A year of large scale GraphQL - the biggest takeaways

peternycander profile image Peter Nycander Updated on ・5 min read

GraphQL experiences from using it at scale (2 Part Series)

1) A year of large scale GraphQL - the biggest takeaways 2) HOWTO: Adopting GraphQL in an existing project

GraphQL has been around for quite a while now, and it has been a hot topic as a possible candidate for the next generation of data fetching.

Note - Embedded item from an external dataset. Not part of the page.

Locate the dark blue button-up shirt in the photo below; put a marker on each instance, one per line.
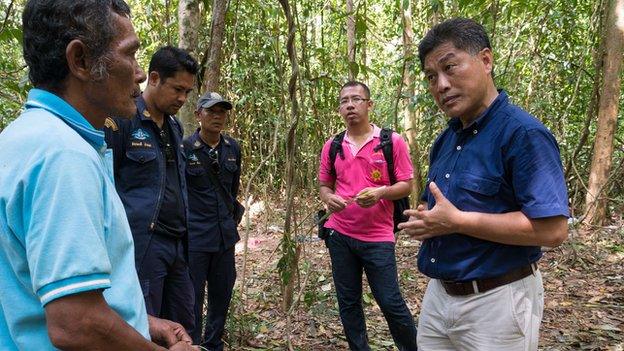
(140, 172)
(505, 161)
(211, 225)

I have been working with large scale GraphQL for over a year now, mainly for the nordic subcription video on demand (SVOD) service C More. I had never touched GraphQL before this, so I thought my experience during this time could be valuable for folks early in their GraphQL journey.

What is GraphQL

GraphQL is a query language, in which you ask the server explicitly for what you need. You can think of it as sending a string with all the keys of a JSON object, which the server should populate for you. This is what a query can look like:

query {
  series(id: 3446) {
    suggestedEpisode {

Which would return:

  "data": {
    "series": {
      "title": "Game of Thrones",
      "year": 2019,
      "suggestedEpisode": {
        "title": "Winterfell",
        "episodeNumber": 1

On C More we have completed the move to GraphQL, so all the different clients (TV clients, mobile apps and web) are using GraphQL for all their data fetching. I have been part of implementing the GraphQL server and the web implementation.

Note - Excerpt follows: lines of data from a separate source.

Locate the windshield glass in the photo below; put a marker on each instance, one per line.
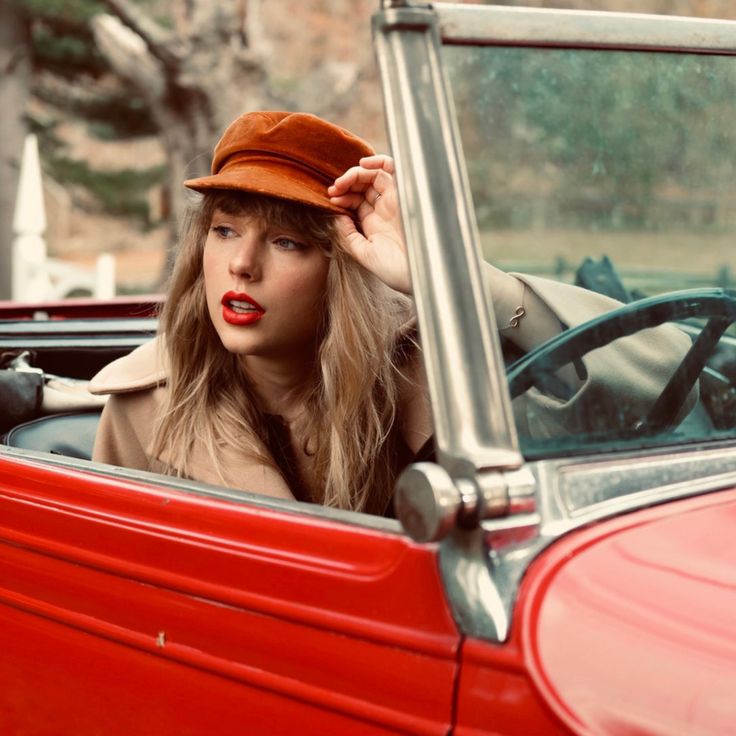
(615, 171)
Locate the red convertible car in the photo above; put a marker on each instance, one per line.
(535, 582)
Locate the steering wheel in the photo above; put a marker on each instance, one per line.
(718, 306)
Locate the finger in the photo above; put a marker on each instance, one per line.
(378, 161)
(350, 200)
(355, 178)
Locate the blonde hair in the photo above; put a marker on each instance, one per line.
(351, 399)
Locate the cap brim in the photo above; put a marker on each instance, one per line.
(272, 183)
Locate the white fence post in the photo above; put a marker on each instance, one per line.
(30, 281)
(36, 277)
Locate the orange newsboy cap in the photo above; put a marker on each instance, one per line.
(289, 155)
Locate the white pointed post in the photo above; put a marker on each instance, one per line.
(30, 280)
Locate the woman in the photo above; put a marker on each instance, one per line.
(286, 363)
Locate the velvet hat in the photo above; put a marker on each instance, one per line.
(289, 155)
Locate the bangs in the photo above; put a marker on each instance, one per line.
(317, 226)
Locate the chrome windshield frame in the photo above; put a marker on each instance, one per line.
(474, 425)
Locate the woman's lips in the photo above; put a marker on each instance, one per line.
(240, 309)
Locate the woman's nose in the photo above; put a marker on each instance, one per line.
(246, 258)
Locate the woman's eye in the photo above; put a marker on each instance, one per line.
(223, 231)
(289, 244)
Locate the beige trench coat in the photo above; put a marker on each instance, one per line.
(630, 376)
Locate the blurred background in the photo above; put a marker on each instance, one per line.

The pleasant surprises/good parts

There are a lot of upsides to using GraphQL, and ranting about all of them would require a different format. However, there are a few things that surprised me which I want to bring up.

Caching and optimistic UI

I have been using React Apollo on the client side, and I think it has just the right amount of magic to make UI development a breeze.

Say you want to implement optimistic UI (assume server call will be ok, and update UI early). It is certainly possible with a lot of different technologies. But how would you update something like "Added to my list" across a) the panel showing all items in "My List", b) the item you just clicked on, and c) any other occurrence of that item? How do you roll back those changes if the request failed? It is not easy to say the least.

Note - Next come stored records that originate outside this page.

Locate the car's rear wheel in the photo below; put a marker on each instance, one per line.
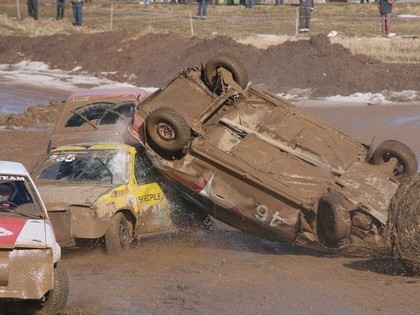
(333, 217)
(167, 131)
(119, 235)
(230, 63)
(56, 299)
(407, 162)
(404, 223)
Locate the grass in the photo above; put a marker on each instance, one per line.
(358, 25)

This comes pretty much out-of-the-box with React Apollo. The docs do a great job explaining what optimistic UI is and how you implement it. The optimistic response and the actual server value will update the data in all places, thanks to the cache normalization.

Keeping the client code clean and stupid

With the rise of microservices, more work is being pushed to the client side. It involves things like having multiple network round trips to fetch all data, and having to duplicate complexity between different clients. Multiple round trips are solved automatically by using GraphQL. Avoiding massaging backend data to fit the UI can be solved by introducing new GraphQL fields, which might not make sense from a backend perspective, but do make sense from a UI perspective.

Works great on serverless

As long as you do not use GraphQL subscriptions, running your GraphQL server as a serverless function works great. Since you only use a single endpoint, you will run the entire server as a single function. This gives you all of the benefits from serverless, with little to none of the downsides.

The mistakes/hard parts

GraphQL is not trivial, and implementing it won't be all good. Just as the good parts, I could write tens of blog posts about the mistakes you can make with GraphQL, but I'm just going to mention the biggest ones.

Server side caching is tough

C More is a SVOD service not unlike Netflix, with some personalized data (progress, recommendations, etc), and some public data (series info, episode descriptions, etc). A GraphQL query might include series details, and which episode you are on.

When designing a REST API, it often is clear how "cachable" each endpoint is. The endpoint for series details will be very cachable, and which episode you are on is not.

Since GraphQL is, well, a graph, you probably want to connect these two endpoints to make it possible for users to query which episode they are on for any series. This makes it harder for us to set cache policies – we would not want to recommend the wrong episode due to accidental CDN caching.

There are ways around this, for example Apollo Server has cache directives. In reality we found almost any query contains some private data. It could be recommendations, progress, upsell data, "my list"-status, etc. Having to juggle the cache-control header status for the possiblity of a few CDN cache hits just wasn't worth it for us.

Not questioning backend formats

Not all backend services are designed with the UI in mind, and when migrating from using the backend service directly to proxying it through GraphQL it is easy to just copy the data format the backend service give us.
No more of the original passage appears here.